Rated Power Inference and Data Format Documentation
Overview
The DatabaseGenerator class needs to know the rated power of turbines in the wind farm
to normalize bias calculations. This document explains how rated power is determined and
how to structure your input files.
Rated Power Inference
The _infer_rated_power() method attempts to find the rated power using three strategies,
in order of preference:
Strategy 1: Explicit rated_power Key (Recommended)
The cleanest approach is to specify rated_power in your turbine's performance section:
# wind_farm.yaml
turbines:
name: "IEA 15MW Offshore Reference"
hub_height: 150.0
rotor_diameter: 240.0
performance:
rated_power: 15000000 # 15 MW in Watts
Ct_curve:
Ct_values: [0.0, 0.8, 0.8, 0.4, 0.0]
Ct_wind_speeds: [0.0, 4.0, 10.0, 15.0, 25.0]
This follows the windIO turbine schema exactly.
Strategy 2: Power Curve Maximum
If rated_power is not specified but a power curve is provided, the maximum value
from power_curve.power_values is used:
turbines:
name: "Generic 10MW Turbine"
hub_height: 119.0
rotor_diameter: 178.0
performance:
power_curve:
power_values: [0.0, 1.0e6, 5.0e6, 10.0e6, 10.0e6, 0.0]
power_wind_speeds: [0.0, 4.0, 8.0, 12.0, 20.0, 25.0]
Ct_curve:
Ct_values: [0.0, 0.8, 0.75, 0.4, 0.0]
Ct_wind_speeds: [0.0, 4.0, 10.0, 15.0, 25.0]
In this case, rated power would be inferred as 10.0e6 (10 MW).
Strategy 3: Turbine Name Parsing (Fallback)

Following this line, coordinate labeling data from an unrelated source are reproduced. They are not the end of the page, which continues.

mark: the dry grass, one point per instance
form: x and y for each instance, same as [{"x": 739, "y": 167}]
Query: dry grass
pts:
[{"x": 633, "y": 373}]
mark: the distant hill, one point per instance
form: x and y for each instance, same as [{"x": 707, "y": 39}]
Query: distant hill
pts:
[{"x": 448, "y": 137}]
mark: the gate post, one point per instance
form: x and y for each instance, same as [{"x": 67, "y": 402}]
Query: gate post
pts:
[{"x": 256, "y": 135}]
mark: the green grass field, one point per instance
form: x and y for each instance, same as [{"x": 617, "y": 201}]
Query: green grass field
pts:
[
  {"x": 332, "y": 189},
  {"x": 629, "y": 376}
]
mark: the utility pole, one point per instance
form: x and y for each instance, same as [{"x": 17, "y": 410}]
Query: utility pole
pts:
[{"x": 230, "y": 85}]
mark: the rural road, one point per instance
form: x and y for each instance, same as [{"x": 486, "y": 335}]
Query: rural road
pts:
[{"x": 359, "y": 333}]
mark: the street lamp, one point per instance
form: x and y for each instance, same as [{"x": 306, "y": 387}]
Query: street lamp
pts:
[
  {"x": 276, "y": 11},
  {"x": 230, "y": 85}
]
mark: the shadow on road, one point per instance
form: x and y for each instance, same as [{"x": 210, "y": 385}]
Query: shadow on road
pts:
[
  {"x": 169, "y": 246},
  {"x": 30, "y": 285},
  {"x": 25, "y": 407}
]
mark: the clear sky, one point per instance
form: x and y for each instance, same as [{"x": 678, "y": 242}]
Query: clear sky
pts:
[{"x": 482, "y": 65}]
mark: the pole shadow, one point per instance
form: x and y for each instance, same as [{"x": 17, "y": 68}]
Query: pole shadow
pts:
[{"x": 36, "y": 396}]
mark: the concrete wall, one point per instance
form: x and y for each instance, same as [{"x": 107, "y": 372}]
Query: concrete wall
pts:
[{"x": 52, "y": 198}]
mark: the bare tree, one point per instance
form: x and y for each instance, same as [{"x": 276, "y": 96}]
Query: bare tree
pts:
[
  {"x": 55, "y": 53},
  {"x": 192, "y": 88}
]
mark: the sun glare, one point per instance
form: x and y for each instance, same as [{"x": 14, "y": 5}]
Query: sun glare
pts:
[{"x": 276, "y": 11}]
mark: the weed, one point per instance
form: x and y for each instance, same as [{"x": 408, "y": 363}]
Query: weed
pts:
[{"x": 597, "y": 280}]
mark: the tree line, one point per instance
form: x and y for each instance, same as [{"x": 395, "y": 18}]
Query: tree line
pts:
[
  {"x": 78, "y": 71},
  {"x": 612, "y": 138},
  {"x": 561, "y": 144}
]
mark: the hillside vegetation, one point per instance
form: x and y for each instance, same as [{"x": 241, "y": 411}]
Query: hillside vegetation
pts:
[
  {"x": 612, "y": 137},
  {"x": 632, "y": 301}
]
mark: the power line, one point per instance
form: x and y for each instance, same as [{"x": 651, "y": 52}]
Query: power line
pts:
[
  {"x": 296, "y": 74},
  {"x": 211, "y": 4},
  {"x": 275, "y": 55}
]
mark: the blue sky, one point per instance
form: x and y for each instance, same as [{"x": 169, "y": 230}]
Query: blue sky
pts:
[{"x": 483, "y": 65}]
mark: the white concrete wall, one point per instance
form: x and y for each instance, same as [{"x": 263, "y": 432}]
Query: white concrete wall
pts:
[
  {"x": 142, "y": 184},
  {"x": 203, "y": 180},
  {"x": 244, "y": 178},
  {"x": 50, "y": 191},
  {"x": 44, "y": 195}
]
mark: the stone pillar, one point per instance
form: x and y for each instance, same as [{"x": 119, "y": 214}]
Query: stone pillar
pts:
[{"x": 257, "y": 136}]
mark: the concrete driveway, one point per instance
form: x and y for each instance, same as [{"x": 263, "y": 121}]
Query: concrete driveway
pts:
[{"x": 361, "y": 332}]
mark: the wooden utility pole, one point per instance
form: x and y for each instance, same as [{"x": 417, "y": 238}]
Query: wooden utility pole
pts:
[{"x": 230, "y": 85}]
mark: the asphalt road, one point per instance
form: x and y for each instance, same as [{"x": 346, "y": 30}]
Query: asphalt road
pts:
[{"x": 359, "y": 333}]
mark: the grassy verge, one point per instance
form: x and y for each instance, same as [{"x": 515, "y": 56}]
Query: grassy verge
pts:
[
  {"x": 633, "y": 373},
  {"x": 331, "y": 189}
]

As a last resort, the code parses the turbine name field looking for patterns
like "15MW", "22 MW", "10.5mw", etc.:
turbines:
name: "IEA 22MW Offshore Reference" # Will parse "22" and multiply by 1e6
hub_height: 170.0
rotor_diameter: 282.0
# Note: No performance data needed if name contains MW rating
Warning: This is fragile and should only be used for quick prototyping.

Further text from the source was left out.